Horas depois de decretar a entrada definitiva do país na Segunda Guerra Mundial, em reação ao ataque japonês a Pearl Harbor, FDR foi ao Harvard Club. Encontrou ali parentes das vítimas da Primeira Grande Guerra e explicou os motivos de sua dolorosa decisão. Saiu de lá com o primeiro apoio para uma campanha que mudaria o curso da história. O clube dos Roosevelts é também o de Barack Obama, o oitavo ex-aluno de Harvard a ocupar a Casa Branca, que busca o seu New Deal para tirar os Estados Unidos de uma nova recessão. É agora endereço de um momento histórico para um nome da elite empresarial brasileira. No mesmo austero salão, Mario Garnero, presidente do grupo Brasilinvest, reuniu na segunda-feira 26 cerca de 300 empresários, investidores e políticos para a sexta edição de seu Fórum das Américas, criado para debater as relações comerciais no continente.  

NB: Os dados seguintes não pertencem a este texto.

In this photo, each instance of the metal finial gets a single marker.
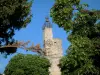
(47, 19)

Ali, mais uma vez, investiu-se no papel de embaixador do mundo corporativo, e propagandeou o grande momento dos negócios no Brasil. “Durante anos, falávamos do País com empresários de todo o mundo, que se diziam encantados, prometiam nos visitar, mas não apareciam”, disse Garnero à DINHEIRO. “Hoje, é tanta gente a nos procurar que quase precisamos distribuir senha”, brincou. Além de falar, mostrou. Fez do evento uma plataforma para o lançamento de nada menos que 14 novos negócios do Brasilinvest em sociedade com grupos internacionais, em setores tão distintos quanto o financeiro e o de construção naval, segurança, tecnologia e turismo. Ao final do dia, recebeu um aval insuspeito. “Em qualquer cenário que se imagine para o mundo nos próximos anos, investir no Brasil é uma boa ideia”, referendou o ex-presidente americano Bill Clinton, convidado a fazer o discurso de encerramento do Fórum.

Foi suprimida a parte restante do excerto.